Because of the different decompression methods, we only compared the radiation exposure time during the screw placement procedure. The results showed that the robot performed significantly better in minimizing this time. The advantage of the short radiation exposure time is more remarkable as the number of screws increases, especially in some spinal deformity surgeries. This is because most of the radiation exposure in robotic surgery occurs during the registration and platform process, which only needs to be performed once per operation. Fan et al. [18] compared the radiation dose among robots, novel guided templates, and CT-based navigation in adult degenerative scoliosis. The robot-based surgeries exhibited the lowest intraoperative radiation dose. In our study, we included the exposure time involved in connecting the percutaneous rod. The robot can preoperatively plan a better screw order, which can reduce operation times and radiation exposure. This may be one of the reasons for the low radiation exposure time.

Intraoperative adverse events were equal in the two techniques. However, it seems that the complications in the robot group are less likely to cause serious consequences. Keric et al. [27] also found no significant differences between robotic-assisted and fluoroscopy-guided screw placement regarding intraoperative complications. The identification of additional adverse events requires studies with larger sample sizes.

The findings of our study provide a new anesthesia method for the clinical application of spine robots. It proves that the spinal robot can be used under regional anesthesia. The accuracy is clinically acceptable. Considering that regional anesthesia has many advantages over general anesthesia [10], we expect that some minimally invasive operations, such as PELD, bone biopsy, and percutaneous kyphoplasty, can be performed under regional anesthesia. Medical costs and recovery periods can be reduced accordingly. There are some limitations in this study. First, this is a single-center retrospective study, so the sample size is small (only 41 patients included). Thus, selection bias may exist. Second, the preoperative and postoperative screw positions were not compared because of technical issues.

5. Conclusion

Robot-assisted pedicle screw placement under regional anesthesia can be performed effectively and safely. The accuracy is comparable to that of the fluoroscopy-guided technique.
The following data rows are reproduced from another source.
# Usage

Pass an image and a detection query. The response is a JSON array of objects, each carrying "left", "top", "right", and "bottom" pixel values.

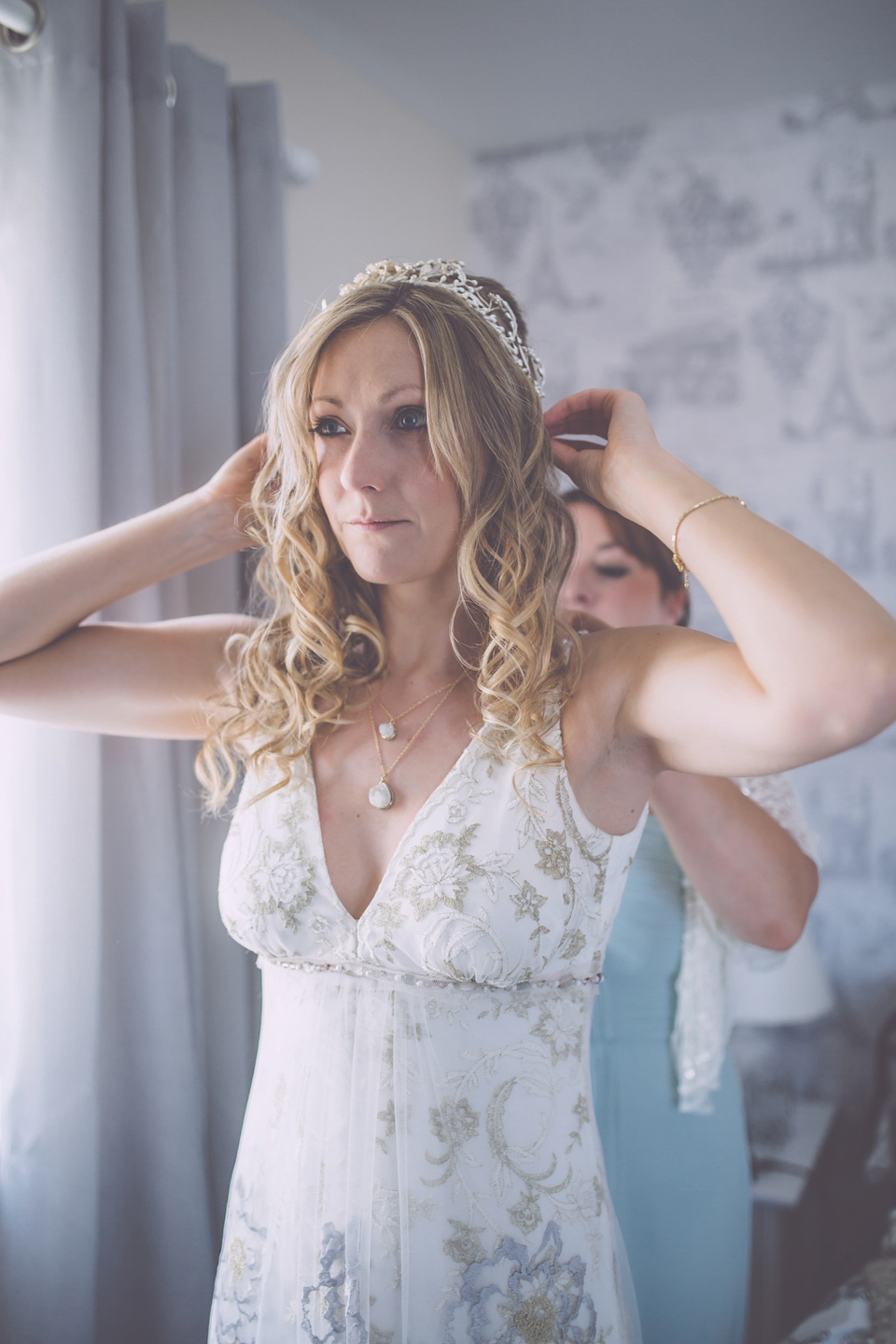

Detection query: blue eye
[
  {"left": 394, "top": 406, "right": 426, "bottom": 434},
  {"left": 312, "top": 415, "right": 348, "bottom": 438}
]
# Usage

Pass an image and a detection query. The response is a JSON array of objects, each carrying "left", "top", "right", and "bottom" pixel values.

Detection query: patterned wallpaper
[{"left": 469, "top": 86, "right": 896, "bottom": 1070}]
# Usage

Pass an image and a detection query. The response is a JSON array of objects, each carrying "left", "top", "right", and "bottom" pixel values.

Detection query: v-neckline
[{"left": 306, "top": 736, "right": 478, "bottom": 928}]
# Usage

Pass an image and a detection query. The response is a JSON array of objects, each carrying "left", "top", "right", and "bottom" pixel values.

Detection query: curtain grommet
[{"left": 0, "top": 0, "right": 47, "bottom": 56}]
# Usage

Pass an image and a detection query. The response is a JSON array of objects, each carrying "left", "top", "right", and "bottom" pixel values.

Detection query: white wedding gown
[{"left": 210, "top": 728, "right": 646, "bottom": 1344}]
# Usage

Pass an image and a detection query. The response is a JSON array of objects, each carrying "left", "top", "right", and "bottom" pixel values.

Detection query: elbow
[
  {"left": 751, "top": 855, "right": 819, "bottom": 952},
  {"left": 759, "top": 907, "right": 808, "bottom": 952}
]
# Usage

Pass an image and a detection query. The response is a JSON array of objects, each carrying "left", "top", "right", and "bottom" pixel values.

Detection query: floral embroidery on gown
[{"left": 210, "top": 728, "right": 646, "bottom": 1344}]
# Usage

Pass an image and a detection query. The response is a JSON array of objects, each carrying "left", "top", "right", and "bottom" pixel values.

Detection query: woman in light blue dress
[{"left": 563, "top": 493, "right": 817, "bottom": 1344}]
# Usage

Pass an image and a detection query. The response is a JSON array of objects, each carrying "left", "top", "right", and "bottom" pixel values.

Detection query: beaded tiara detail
[{"left": 340, "top": 258, "right": 544, "bottom": 397}]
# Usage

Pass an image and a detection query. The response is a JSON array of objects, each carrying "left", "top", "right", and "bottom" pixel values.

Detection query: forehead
[{"left": 312, "top": 317, "right": 423, "bottom": 397}]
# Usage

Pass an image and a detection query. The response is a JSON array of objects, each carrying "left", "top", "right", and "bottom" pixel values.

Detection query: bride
[{"left": 0, "top": 262, "right": 896, "bottom": 1344}]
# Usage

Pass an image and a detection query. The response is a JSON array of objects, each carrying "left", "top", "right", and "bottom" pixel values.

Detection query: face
[
  {"left": 560, "top": 504, "right": 684, "bottom": 629},
  {"left": 310, "top": 317, "right": 461, "bottom": 584}
]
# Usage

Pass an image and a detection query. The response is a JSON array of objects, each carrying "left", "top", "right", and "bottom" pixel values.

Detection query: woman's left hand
[{"left": 544, "top": 387, "right": 667, "bottom": 516}]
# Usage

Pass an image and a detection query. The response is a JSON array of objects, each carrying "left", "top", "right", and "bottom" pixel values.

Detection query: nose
[
  {"left": 340, "top": 424, "right": 387, "bottom": 491},
  {"left": 560, "top": 565, "right": 594, "bottom": 610}
]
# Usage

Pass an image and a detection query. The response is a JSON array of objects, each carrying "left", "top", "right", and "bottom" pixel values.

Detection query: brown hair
[{"left": 563, "top": 491, "right": 691, "bottom": 625}]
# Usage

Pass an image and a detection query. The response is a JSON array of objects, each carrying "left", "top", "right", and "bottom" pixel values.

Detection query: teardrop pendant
[{"left": 367, "top": 779, "right": 395, "bottom": 812}]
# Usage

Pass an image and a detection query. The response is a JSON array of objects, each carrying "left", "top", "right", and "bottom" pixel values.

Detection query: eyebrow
[{"left": 312, "top": 383, "right": 425, "bottom": 407}]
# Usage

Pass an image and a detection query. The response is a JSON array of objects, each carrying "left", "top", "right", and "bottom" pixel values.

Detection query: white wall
[
  {"left": 165, "top": 0, "right": 466, "bottom": 330},
  {"left": 470, "top": 86, "right": 896, "bottom": 1113}
]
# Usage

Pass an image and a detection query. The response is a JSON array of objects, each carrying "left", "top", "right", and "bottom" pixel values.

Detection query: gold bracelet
[{"left": 672, "top": 495, "right": 747, "bottom": 587}]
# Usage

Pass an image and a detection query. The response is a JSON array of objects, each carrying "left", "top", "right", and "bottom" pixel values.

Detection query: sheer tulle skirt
[{"left": 210, "top": 962, "right": 639, "bottom": 1344}]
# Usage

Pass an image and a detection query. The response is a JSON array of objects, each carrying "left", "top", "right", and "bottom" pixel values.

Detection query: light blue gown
[{"left": 591, "top": 816, "right": 749, "bottom": 1344}]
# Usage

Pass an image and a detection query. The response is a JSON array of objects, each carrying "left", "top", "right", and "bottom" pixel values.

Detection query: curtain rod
[{"left": 0, "top": 0, "right": 47, "bottom": 52}]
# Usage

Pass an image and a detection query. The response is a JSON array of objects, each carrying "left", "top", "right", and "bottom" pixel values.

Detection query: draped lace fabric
[
  {"left": 672, "top": 774, "right": 819, "bottom": 1114},
  {"left": 210, "top": 730, "right": 641, "bottom": 1344}
]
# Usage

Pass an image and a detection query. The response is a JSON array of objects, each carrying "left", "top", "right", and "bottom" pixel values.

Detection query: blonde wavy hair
[{"left": 196, "top": 267, "right": 579, "bottom": 807}]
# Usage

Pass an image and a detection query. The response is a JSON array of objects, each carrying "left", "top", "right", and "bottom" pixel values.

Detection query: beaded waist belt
[{"left": 258, "top": 956, "right": 603, "bottom": 993}]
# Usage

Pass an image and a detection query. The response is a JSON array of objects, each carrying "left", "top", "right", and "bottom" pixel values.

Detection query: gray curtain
[{"left": 0, "top": 0, "right": 287, "bottom": 1344}]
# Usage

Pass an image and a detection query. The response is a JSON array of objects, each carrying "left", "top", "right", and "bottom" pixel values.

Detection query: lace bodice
[
  {"left": 210, "top": 728, "right": 641, "bottom": 1344},
  {"left": 220, "top": 730, "right": 641, "bottom": 987}
]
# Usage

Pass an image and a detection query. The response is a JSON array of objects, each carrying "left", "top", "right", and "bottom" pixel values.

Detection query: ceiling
[{"left": 259, "top": 0, "right": 896, "bottom": 152}]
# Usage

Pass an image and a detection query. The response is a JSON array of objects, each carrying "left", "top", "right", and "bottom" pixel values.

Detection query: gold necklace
[
  {"left": 367, "top": 672, "right": 466, "bottom": 810},
  {"left": 373, "top": 673, "right": 464, "bottom": 742}
]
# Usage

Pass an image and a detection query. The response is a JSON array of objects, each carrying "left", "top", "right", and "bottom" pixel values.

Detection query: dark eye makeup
[
  {"left": 312, "top": 406, "right": 426, "bottom": 438},
  {"left": 594, "top": 565, "right": 631, "bottom": 580},
  {"left": 312, "top": 415, "right": 348, "bottom": 438},
  {"left": 392, "top": 406, "right": 426, "bottom": 434}
]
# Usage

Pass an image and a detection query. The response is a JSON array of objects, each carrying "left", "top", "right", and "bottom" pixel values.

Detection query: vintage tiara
[{"left": 339, "top": 258, "right": 544, "bottom": 397}]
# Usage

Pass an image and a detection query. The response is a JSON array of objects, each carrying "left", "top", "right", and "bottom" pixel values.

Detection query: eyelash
[{"left": 312, "top": 406, "right": 427, "bottom": 438}]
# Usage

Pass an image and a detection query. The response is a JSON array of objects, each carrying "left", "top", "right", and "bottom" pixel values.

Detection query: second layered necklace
[{"left": 367, "top": 672, "right": 465, "bottom": 809}]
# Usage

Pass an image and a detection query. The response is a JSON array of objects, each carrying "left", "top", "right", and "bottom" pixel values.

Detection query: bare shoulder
[
  {"left": 0, "top": 613, "right": 258, "bottom": 738},
  {"left": 563, "top": 625, "right": 709, "bottom": 834}
]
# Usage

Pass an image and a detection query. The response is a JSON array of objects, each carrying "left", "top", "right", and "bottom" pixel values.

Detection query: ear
[{"left": 663, "top": 589, "right": 688, "bottom": 625}]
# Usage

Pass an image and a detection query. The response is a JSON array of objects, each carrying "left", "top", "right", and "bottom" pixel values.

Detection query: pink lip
[{"left": 348, "top": 517, "right": 404, "bottom": 532}]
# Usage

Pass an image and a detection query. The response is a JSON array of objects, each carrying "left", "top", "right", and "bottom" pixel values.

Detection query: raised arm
[
  {"left": 651, "top": 772, "right": 819, "bottom": 952},
  {"left": 0, "top": 438, "right": 263, "bottom": 738},
  {"left": 545, "top": 391, "right": 896, "bottom": 795}
]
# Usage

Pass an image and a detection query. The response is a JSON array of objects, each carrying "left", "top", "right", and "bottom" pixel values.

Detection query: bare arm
[
  {"left": 545, "top": 391, "right": 896, "bottom": 793},
  {"left": 0, "top": 440, "right": 263, "bottom": 738},
  {"left": 651, "top": 772, "right": 819, "bottom": 950}
]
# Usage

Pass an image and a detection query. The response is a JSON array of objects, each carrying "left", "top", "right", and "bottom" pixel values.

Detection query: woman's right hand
[{"left": 198, "top": 434, "right": 267, "bottom": 551}]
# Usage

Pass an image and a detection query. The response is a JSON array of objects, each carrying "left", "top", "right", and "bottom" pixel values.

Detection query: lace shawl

Moreover, this technique has the advantage of fewer FJVs and a lower radiation time.

Abbreviations

PELIF:Percutaneous endoscopic lumbar interbody fusion
MIS-TLIF:Minimally invasive transforaminal lumbar interbody fusion
RE-RO:Robot-assisted under regional anesthesia
GE-FLU:Fluoroscopy-guided under general anesthesia
FJV:Facet joint violation
ASD:Adjacent segment disease
PELD:Percutaneous endoscopic lumbar discectomy
VAS:Visual analogue scale
CSF:Cerebrospinal fluid.

Data Availability

The data are available upon request to the corresponding author.

Ethical Approval

This study was approved by the Ethics Committee of Hebei General Hospital (no. 202029) and was conducted in accordance with the Declaration of Helsinki.
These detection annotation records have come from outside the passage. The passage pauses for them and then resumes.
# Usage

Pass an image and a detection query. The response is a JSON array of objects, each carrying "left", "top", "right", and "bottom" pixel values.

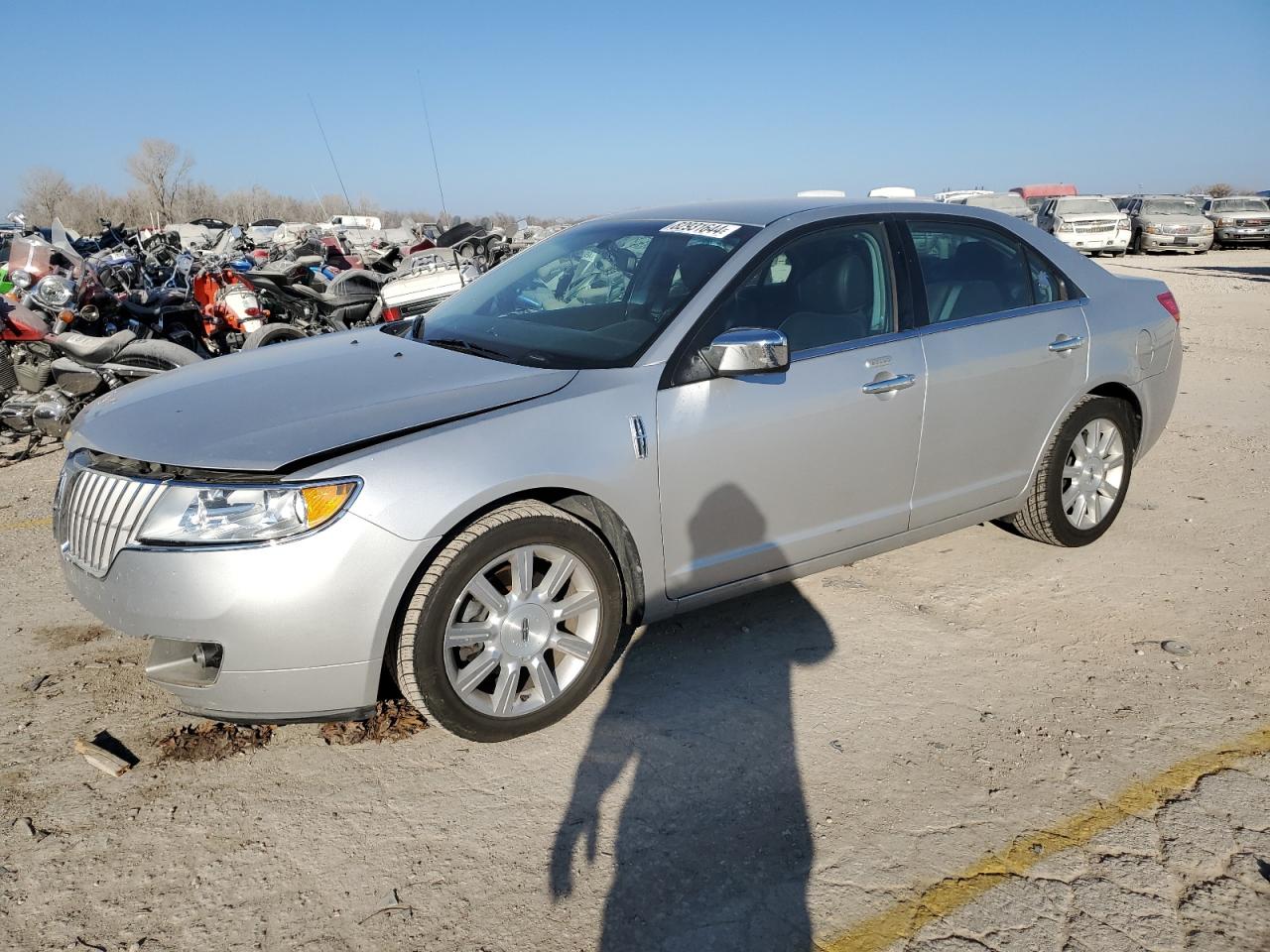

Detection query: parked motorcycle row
[{"left": 0, "top": 214, "right": 541, "bottom": 462}]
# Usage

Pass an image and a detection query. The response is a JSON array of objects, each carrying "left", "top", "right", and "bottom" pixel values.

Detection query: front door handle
[
  {"left": 1049, "top": 336, "right": 1084, "bottom": 354},
  {"left": 860, "top": 373, "right": 917, "bottom": 396}
]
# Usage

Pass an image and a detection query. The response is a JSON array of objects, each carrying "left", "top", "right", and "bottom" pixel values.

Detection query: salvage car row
[{"left": 935, "top": 184, "right": 1270, "bottom": 257}]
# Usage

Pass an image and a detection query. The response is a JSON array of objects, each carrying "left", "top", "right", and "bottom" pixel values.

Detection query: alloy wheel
[
  {"left": 444, "top": 544, "right": 600, "bottom": 717},
  {"left": 1061, "top": 416, "right": 1125, "bottom": 530}
]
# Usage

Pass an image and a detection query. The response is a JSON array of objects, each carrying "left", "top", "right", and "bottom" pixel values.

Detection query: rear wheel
[
  {"left": 393, "top": 500, "right": 622, "bottom": 742},
  {"left": 110, "top": 340, "right": 203, "bottom": 371},
  {"left": 1004, "top": 396, "right": 1135, "bottom": 547},
  {"left": 242, "top": 323, "right": 309, "bottom": 350}
]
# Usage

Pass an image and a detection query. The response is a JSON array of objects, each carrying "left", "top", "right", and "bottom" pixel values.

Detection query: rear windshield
[
  {"left": 410, "top": 221, "right": 758, "bottom": 369},
  {"left": 1142, "top": 198, "right": 1199, "bottom": 214},
  {"left": 1056, "top": 198, "right": 1116, "bottom": 214},
  {"left": 965, "top": 193, "right": 1031, "bottom": 214},
  {"left": 1212, "top": 198, "right": 1270, "bottom": 212}
]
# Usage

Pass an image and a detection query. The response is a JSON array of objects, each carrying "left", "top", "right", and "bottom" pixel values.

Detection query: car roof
[{"left": 604, "top": 198, "right": 947, "bottom": 226}]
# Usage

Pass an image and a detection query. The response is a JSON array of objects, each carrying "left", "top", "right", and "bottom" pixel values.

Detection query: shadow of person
[{"left": 550, "top": 485, "right": 833, "bottom": 952}]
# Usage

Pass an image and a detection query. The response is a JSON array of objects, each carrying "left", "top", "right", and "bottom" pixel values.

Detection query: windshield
[
  {"left": 1212, "top": 198, "right": 1270, "bottom": 212},
  {"left": 1139, "top": 198, "right": 1199, "bottom": 214},
  {"left": 413, "top": 221, "right": 758, "bottom": 369},
  {"left": 1054, "top": 198, "right": 1117, "bottom": 214},
  {"left": 965, "top": 194, "right": 1033, "bottom": 214}
]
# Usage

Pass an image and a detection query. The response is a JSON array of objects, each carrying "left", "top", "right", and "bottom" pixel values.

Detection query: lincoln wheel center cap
[{"left": 499, "top": 604, "right": 552, "bottom": 657}]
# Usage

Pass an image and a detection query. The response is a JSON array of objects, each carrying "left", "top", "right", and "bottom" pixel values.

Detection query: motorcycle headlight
[
  {"left": 137, "top": 480, "right": 361, "bottom": 545},
  {"left": 32, "top": 274, "right": 75, "bottom": 309}
]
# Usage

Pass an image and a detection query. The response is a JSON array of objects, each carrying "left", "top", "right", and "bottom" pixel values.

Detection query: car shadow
[{"left": 550, "top": 485, "right": 833, "bottom": 952}]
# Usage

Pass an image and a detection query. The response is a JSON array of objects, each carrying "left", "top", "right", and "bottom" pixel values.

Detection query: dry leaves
[
  {"left": 321, "top": 698, "right": 428, "bottom": 744},
  {"left": 158, "top": 721, "right": 273, "bottom": 761}
]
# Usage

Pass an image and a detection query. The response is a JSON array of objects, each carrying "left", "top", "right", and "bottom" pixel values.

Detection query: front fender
[{"left": 296, "top": 367, "right": 664, "bottom": 604}]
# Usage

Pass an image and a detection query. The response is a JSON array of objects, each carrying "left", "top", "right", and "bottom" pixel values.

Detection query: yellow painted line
[
  {"left": 816, "top": 725, "right": 1270, "bottom": 952},
  {"left": 0, "top": 516, "right": 54, "bottom": 532}
]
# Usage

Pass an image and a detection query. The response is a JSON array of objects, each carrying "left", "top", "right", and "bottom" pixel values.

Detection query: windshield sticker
[{"left": 662, "top": 221, "right": 740, "bottom": 237}]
Written informed consent was obtained from the participants whose radiological data were selected for publication in the journal.

Conflicts of Interest

The authors declare that they have no conflicts of interest.

Authors’ Contributions

Shangju Gao and Wenyi Li carried out study design, statistical analysis, and preparation of the manuscript. Jingchao Wei collected data, conducted the literature search, and prepared the manuscript. Long Zhang collected the data and performed the statistical analysis. Can Cao, Jinshuai Zhai, and Bo Gao collected the data and conducted the literature search. All authors read and approved the final manuscript. Shangju Gao and Jingchao Wei contributed equally to this work.

Acknowledgments

The authors would like to give special thanks to Miss Hua Wan for assistance with the patients’ follow-up. The research was supported by the Key Research of Medical Science in Hebei Province, China (grant no. 20180004).